Le nombre des journalistes Durant les décennies suivant la Seconde Guerre mondiale, le nombre de journalistes n’a cessé d’augmenter en France pour atteindre 37 307 détenteurs de la carte de presse en 2009. Depuis, en dépit de la multiplication des médias numériques ou des nouveaux supports des médias traditionnels, leur nombre a diminué lentement mais régulièrement pour se situer à 35 238 à la fin 2016, soit une baisse de 5,52 %. Un chiffre modeste quand on le compare à ceux de pays tels que les États-Unis ou l’Espagne, où la diminution peut toucher quasiment un tiers des effectifs.

Parité
La parité est une des évolutions notables de la profession, puisque désormais 46,6 % des journalistes sont des femmes ; elles constituent même 54,6 % des nouveaux entrants. Autre mutation : la précarité a fortement progressé parmi tous les journalistes, contredisant l’image d’une élite de privilégiés. C’est ainsi qu’en 2016, 26,09 % d’entre eux étaient soit pigistes, soit demandeurs d’emploi.
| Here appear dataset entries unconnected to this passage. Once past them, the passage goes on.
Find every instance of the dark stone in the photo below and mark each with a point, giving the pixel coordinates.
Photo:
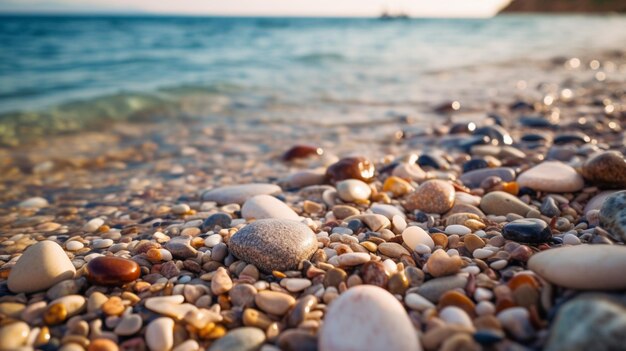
(273, 244)
(495, 133)
(433, 161)
(474, 178)
(613, 215)
(527, 230)
(549, 207)
(571, 138)
(606, 169)
(220, 219)
(351, 168)
(536, 122)
(474, 164)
Mais ce pourcentage minore la réalité puisqu’il ne prend pas en compte les nombreux pigistes ou demandeurs d’emploi qui n’ont pas demandé ou pas obtenu leur carte de presse, faute de revenus suffisants.

Précarité
Dans son livre Les Journalistes français et leur environnement : 1990-2012 (Éditions Panthéon-Assas, 2014), Christine Leteinturier de l’Institut français de presse évoque la fragilisation de la profession. Le raccourcissement du temps d’exercice de ce métier en constitue selon elle un signe marquant. Désormais, on reste journaliste, en moyenne, une quinzaine d’années : à côté d’un noyau dur qui poursuivrait de longues carrières, une grande partie des effectifs l’abandonnerait au fur et à mesure des difficultés rencontrées.

Diplômes
Parallèlement à l’élévation du niveau d’éducation de la société, il est normal que les journalistes aient très majoritairement (90 %) suivi un cursus dans l’enseignement supérieur. En revanche, les disciplines qu’ils ont adoptées à l’université ou dans les grandes écoles ne recouvrent pas vraiment l’élargissement des domaines traités. Ainsi, seule une infime minorité (6 %) a choisi des cursus de sciences et technique ou d’économie. À l’inverse, plus de 80 % d’entre eux ont bénéficié d’une formation de type littéraire, au sens large du terme. Si l’entrée dans la profession n’implique pas nécessairement une formation au journalisme proprement dit, 60 % des journalistes ont reçu une forme ou une autre d’enseignement spécialisé pour se préparer à leur futur métier. 

Milieu social
Le fait que, globalement, le temps d’étude s’allonge, de l’ordre de bac + 5 ou + 6 pour les plus jeunes, entraîne une évolution sociologique comparable à celle que connaissent toutes les formations longues. Il en découle moins de diversité culturelle et sociale que ne pourrait l’induire une activité qui conduit à s’intéresser à des questions très diverses en entrant au contact d’un éventail de milieux le plus large possible. Pour autant, l’incontestable homogénéité sociale, avec un rattachement majoritaire aux couches moyennes intellectuelles, n’accrédite pas le stéréotype très répandu qui voudrait que tout journaliste ait fréquenté Sciences Po et côtoie dans sa vie privée et professionnelle les élites politiques ou économiques.

Diversité des fonctions
Loin de l’image d’une profession où régnerait un consensus sur les valeurs et les grandes orientations à privilégier en matière politique, économique, sociale – image qui a fait le succès du thème de la pensée unique aussi bien que des accusations de connivences avec les élites –, il faut plutôt prendre la mesure de l’hétérogénéité et de l’éclatement de la profession. Qu’il s’agisse de revenus, de spécialisation, de manière d’exercer l’activité, il n’y a pratiquement pas de point commun entre le petit cercle des éditorialistes, dont les seuls contacts avec le terrain sont les déjeuners avec les représentants des différents pouvoirs, et la masse des localiers de la presse régionale immergés au sein de la population. Il n’y a pas plus de points communs entre les reporters ou enquêteurs et les journalistes dits « assis », traitant des dépêches d’agence ou spécialisés dans les différentes fonctions d’édition, etc. 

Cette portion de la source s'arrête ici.